Borçlu kendisine tebliğ edilen ödeme emrinde yazılı borcun ve ferilerinin tamamına itiraz edebileceği gibi borcun bir kısmını kabul edebilir. Bu durumda itiraz eden borçlunun, itiraz ettiği ve kabul ettiği kısmı açıkça belirtmesi gerekir. Kısmı itiraz edilmesi durumunda itiraz edilen miktar kadar takip durur.
Takibin Kesinleşmesi
Ödeme emrinin tebliği üzerine, borçlu tarafından 7 gün içerisinde borca itiraz edilmezse veya borçlu borcunu kabul ettiğini icra dairesine iletirse takip kesinleşmektedir. Borçlu ödeme emrine itiraz etmişse, takibe devam etmek isteyen alacaklı, itirazın hükümden düşürülmesi (itirazın iptali davası/itirazın kaldırılması) yollarına başvurarak ödeme emrinin kesinleşmesini sağlar.
Haciz
Ödeme emrinin kesinleşmesine rağmen borçlu borcunu ödemez ise alacaklının haciz talebinde bulunması mümkündür. Talep üzerine icra dairesi borçlunun borcunu ödemeye yetecek oranda malını haczeder.

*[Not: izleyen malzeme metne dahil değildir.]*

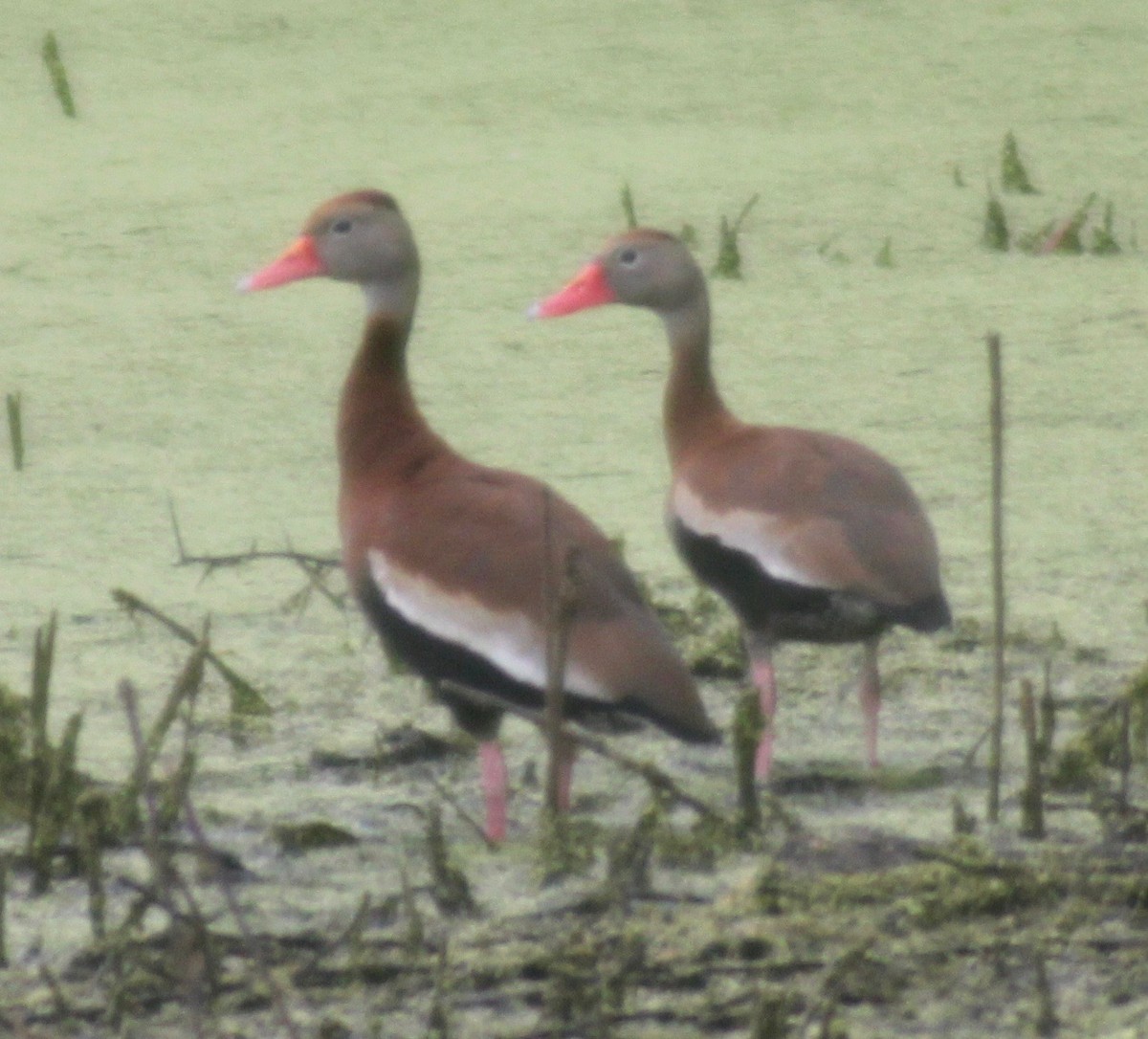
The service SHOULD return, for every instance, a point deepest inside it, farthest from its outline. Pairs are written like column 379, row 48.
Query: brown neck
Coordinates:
column 693, row 402
column 380, row 426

Kesinleşmiş bir icra takibinde alacaklının talebi üzerine takibin konusunu oluşturan bir miktar paranın borçludan tahsil edilebilmesi için icra müdürlüğünce borçlunun mal ve haklarına borç miktarınca el konulması anlamına gelen haciz işleminin gerçekleşebilmesi için bir takım şartların gerçekleşmesi gerekmektedir.
- İcra takibinin kesinleşmiş olması gerekmektedir
- Alacaklının veya vekilinin talebi gerekmektedir.
- Ödeme emrinin tebliğinden itibaren bir (1) yıl içinde haciz istenilmelidir.
Alacaklının haciz talebi üzerine, üç gün içinde icra müdürlüğünce haciz işleminin gerçekleştirilmesi gerekmektedir.
Satış
Haciz altındaki malın açık artırma ya da pazarlık yoluyla satılıp parasal karşılığının alınmasıdır. İcra ve İflas Hukukunda haczedilen malların doğrudan alacaklıya teslimi söz konusu değildir. Haczin amacı, haczedilen malların satılarak borcun alacaklıya ödenmesidir.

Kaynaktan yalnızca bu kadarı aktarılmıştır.